Roma. Una grande folla davanti alla Chiesa degli Artisti a Roma, dove si stanno tenendo i funerali di Michela Murgia. Il feretro, appena arrivato, è stato accolto da un lunghissimo applauso, diventato un’ovazione, di tanti lettori che si sono organizzati per venire anche attraverso un gruppo Telegram con 600 iscritti dove hanno deciso di rendere omaggio alla scrittrice anche indossando una maglietta bianca.
In chiesa i figli d’anima di Murgia e grandi amiche e colleghe come Chiara Valerio, Chiara Tagliaferri, Teresa Ciabatti. Ci sono anche Roberto Saviano, Paolo Repetto, Elly Schlein, Sandro Veronesi e Lella Costa, venuti a dare l’ultimo addio alla 51enne sarda. Dopo aver reso pubblica la sua malattia la scrittrice, drammaturga, opinionista, ha raccontato sui social i momenti privati, celebrando la sua famiglia queer ma anche continuando le sue battaglie da attivista per i diritti.
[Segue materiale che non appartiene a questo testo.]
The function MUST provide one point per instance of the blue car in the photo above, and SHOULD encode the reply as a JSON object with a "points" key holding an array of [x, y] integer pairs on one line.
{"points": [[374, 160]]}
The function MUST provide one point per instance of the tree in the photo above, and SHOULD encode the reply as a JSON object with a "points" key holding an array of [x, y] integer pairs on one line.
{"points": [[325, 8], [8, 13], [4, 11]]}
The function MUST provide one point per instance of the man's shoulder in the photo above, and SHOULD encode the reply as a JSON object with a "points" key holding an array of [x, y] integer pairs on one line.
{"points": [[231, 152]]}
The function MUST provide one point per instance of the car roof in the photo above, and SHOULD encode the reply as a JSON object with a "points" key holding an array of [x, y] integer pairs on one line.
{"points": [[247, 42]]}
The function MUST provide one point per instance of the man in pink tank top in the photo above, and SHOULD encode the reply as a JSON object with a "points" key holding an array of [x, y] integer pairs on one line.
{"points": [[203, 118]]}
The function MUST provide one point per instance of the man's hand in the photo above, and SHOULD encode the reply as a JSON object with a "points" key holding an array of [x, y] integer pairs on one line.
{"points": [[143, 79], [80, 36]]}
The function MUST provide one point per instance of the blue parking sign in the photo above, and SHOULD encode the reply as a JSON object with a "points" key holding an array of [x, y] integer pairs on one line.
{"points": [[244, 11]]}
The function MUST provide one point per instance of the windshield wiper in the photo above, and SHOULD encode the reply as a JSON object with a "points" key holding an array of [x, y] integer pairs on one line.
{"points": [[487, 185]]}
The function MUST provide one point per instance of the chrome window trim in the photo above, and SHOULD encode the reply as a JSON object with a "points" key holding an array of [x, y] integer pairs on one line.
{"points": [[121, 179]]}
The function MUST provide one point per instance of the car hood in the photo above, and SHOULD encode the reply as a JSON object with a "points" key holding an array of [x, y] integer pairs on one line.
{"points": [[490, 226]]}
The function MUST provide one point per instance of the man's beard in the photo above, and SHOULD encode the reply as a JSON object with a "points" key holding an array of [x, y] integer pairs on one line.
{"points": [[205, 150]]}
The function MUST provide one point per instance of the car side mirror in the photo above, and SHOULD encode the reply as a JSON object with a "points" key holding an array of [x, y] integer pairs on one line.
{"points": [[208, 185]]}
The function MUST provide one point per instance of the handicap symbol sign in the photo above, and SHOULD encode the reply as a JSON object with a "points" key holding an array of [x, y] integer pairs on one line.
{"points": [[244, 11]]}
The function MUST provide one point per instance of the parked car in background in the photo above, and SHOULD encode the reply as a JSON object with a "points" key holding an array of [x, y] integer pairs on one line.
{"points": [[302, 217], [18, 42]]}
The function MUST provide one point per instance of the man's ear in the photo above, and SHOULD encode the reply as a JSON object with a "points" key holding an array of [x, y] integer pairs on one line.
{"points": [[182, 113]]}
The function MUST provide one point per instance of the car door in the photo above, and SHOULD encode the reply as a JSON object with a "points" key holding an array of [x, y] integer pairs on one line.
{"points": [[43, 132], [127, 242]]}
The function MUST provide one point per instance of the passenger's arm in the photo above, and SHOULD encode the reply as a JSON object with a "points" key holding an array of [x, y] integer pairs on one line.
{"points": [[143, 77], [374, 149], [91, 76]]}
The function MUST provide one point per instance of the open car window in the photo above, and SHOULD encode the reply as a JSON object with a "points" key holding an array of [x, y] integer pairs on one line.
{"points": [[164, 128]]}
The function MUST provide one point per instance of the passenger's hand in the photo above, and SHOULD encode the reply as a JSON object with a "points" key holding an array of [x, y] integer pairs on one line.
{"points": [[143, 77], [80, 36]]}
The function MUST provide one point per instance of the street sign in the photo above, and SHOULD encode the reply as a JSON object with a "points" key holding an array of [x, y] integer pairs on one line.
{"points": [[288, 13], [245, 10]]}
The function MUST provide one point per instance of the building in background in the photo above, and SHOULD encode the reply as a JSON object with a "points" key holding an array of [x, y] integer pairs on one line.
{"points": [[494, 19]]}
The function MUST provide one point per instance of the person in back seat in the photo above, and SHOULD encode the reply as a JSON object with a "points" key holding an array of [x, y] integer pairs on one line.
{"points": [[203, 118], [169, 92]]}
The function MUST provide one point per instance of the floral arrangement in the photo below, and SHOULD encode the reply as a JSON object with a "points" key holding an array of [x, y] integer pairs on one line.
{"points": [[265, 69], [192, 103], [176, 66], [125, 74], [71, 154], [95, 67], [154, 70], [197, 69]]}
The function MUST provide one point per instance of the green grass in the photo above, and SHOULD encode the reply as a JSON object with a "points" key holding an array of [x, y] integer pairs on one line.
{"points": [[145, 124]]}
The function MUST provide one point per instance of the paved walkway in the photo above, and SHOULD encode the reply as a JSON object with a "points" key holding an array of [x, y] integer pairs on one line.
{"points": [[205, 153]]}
Un’ammiratrice espone lo striscione God save the queer, la scritta che Michela Murgia aveva sull’abito di nozze. Tra gli omaggi floreali una composizione verde con il mirto e la corona di Roma Capitale. Una comunità, quella di Cabras, la terra dei Giganti di Mont’e Prama, che si stringe intorno alla madre, al fratello e alla zia che ancora vivono nel paese in provincia di Oristano.
Un legame, quello tra Michele Murgia e le sue radici, che non si è mai spezzato anche dopo il successo e il trasferimento nella penisola. “Michela non c’è più. Sentiremo subito la sua assenza, una grande perdita per tutti – scrive il sindaco Andrea Abis sui social – Michela era mia coetanea, stessa scuola, stessi ambienti, figli dello stesso tempo storico. Michela era una mente fervida, una intelligenza spiccata, colta, di forte personalità, schietta, coraggiosa, sempre schierata in modo chiaro, avvolgente, anticonformista. Non poteva che essere anche divisiva, di contrasto, ma è proprio grazie a queste figure che la società si mette in discussione, cambia, si evolve, migliora. Cabras ha dato i natali e cresciuto una grande donna che lascerà un segno nella società del nostro tempo”.
Un mese e mezzo in un call center a vendere aspirapolveri al telefono. Pagata 230 euro lordi al mese più otto per ogni appuntamento fissato. Era il 2005, Michela Murgia aveva 33 anni. Da quell’esperienza in una delle postazioni cagliaritane – anche in Sardegna allora ce n’erano tante – era nata la sua storia di scrittrice. Prima di denuncia, attraverso il blog poi diventato la bibbia del precariato del nuovo millennio, “Il mondo deve sapere”, da cui è stato tratto il film “Tutta la vita davanti” di Paolo Virzì. E poi scrittrice di tanto altro. Autrice pure di romanzi con la Sardegna nelle radici e nel cuore: il suo “Accabadora” aveva fatto conoscere a chi delle tradizioni dell’Isola sapeva poco, una terra anche piena di misteri. Quasi una sorta di contraltare alla Sardegna del sole, del mare e delle vacanze.